Para quienes llegáis ahora a la historia os hago un pequeño resumen, pero a estas alturas recomendaría mejor empezar por el Capítulo Primero, en el que vimos que un Watson bastante hecho polvo va a ver a Holmes, que está en plena forma y lo demuestra sometiendo a su amigo a un bombardeo deductivo. Gracias él sabemos que Watson recibió en curiosas circunstancias un abrigo de color amarillo, que le fue robado y devuelto en cuestión de minutos, incidente que le contó a Holmes en el Capítulo Segundo. Este hecho picó la curiosidad del detective, que se dedicó a investigar, o más bien a enviar a Watson a averiguar más cosas sobre el anterior poseedor del abrigo. En opinión del detective, el abrigo oculta algún secreto importante. Watson, que como se cuenta en el Capítulo Tercero solo quiere dormir, lleva todo el día esperando el prometido mensaje de Holmes respecto a sus progresos en el caso. Cuando tal mensaje no llega, cosa poco habitual en Holmes, Watson decide pasarse por Baker Street y en el Capítulo Cuarto se encuentra las habitaciones destrozadas y a Holmes con evidentes señales de haber estado en una pelea. Los atracadores de Watson buscaban, sin éxito, el famoso abrigo amarillo. Mientras hablan, Holmes cae en la cuenta de algún detalle que le permite resolver el caso y, en su estilo habitual, se niega a explicar nada al pobre Watson mientras no tenga todos los cabos sueltos en la mano. Esto cuesta un mal rato a Watson, que nada más salir de Baker Street es secuestrado y encerrado en un sótano por dos hombres. Afortunadamente, y justo cuando nuestro doctor favorito (o el segundo favorito) va a poner en práctica un plan desesperado que se detalla en el Capítulo Quinto, Holmes y Gregson irrumpen en el sótano, deteniendo a los secuestradores y liberando a Watson. Pero, ¿por qué todo esto? Holmes tiene la respuesta, ¿se la contará a su fiel Watson?
Veámoslo en el…

CAPÍTULO SEXTO

Una vez en la calle respiré ansiosamente el aire frío y limpio, y parpadeé sorprendido cuando me di cuenta de que Baker Street quedaba a apenas media milla. Holmes se dispuso a llamar a un coche, pero le detuve con un gesto.
—No, Holmes, prefiero caminar —dije, notando cómo mi cabeza se despejaba y volvían mis fuerzas—. El aire fresco me hará bien.
Holmes me miró dubitativo pero acabó asintiendo, y emprendimos el camino a paso lento.
—¿Cómo supo dónde estaba? —pregunté al cabo de un par de minutos.
—Fuerza bruta, y esto —dijo Holmes, mostrándome una nota muy arrugada con algunas líneas garrapateadas a lápiz—. El papel es de un pub no muy lejos de aquí, en Huntsworth Mews; Bull tuvo la previsión de rasgar el membrete, pero no contaba con que sería capaz de identificar el papel en sí.
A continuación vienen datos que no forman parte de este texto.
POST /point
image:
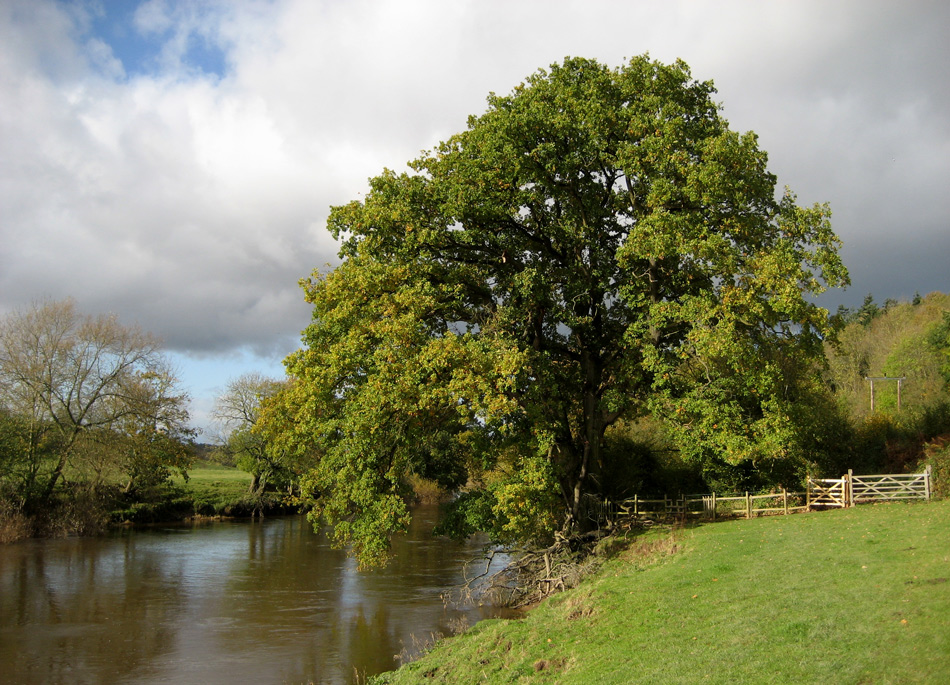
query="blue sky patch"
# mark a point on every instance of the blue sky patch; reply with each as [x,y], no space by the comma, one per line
[146,50]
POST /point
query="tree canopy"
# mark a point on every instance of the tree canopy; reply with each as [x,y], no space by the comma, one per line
[87,393]
[596,246]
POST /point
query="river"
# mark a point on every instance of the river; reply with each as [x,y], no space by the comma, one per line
[223,602]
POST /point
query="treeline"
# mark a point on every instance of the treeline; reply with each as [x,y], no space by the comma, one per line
[837,430]
[92,419]
[93,422]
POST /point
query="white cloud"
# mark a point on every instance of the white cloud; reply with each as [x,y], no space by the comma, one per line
[193,201]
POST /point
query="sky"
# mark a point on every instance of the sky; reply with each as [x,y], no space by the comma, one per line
[174,161]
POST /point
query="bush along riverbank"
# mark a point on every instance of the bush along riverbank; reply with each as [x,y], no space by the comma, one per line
[860,595]
[211,490]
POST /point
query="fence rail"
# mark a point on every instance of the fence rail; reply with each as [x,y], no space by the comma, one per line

Teniendo en cuenta el tiempo que pasó entre que salió usted de Baker Street y yo recibí la nota había un número limitado de sitios donde buscar, pero no tiempo para obtener información más detallada. Recluté de inmediato la ayuda de Gregson y tuvimos la fortuna de acertar al segundo intento.
—Entonces… ¿era una nota de… de rescate? ¿Por mí? —pregunté estúpidamente.
—Querían el secreto del abrigo a cambio de su vida, Watson —la voz de Holmes era baja y clara, pero en ella había una nota soterrada de tensión—. La nota vino junto con su sombrero. Me dieron hasta el alba.
—Creí que… —las palabras de Holmes me hicieron reevaluar los acontecimientos de las últimas horas— Creí que pretendían atacarle a usted.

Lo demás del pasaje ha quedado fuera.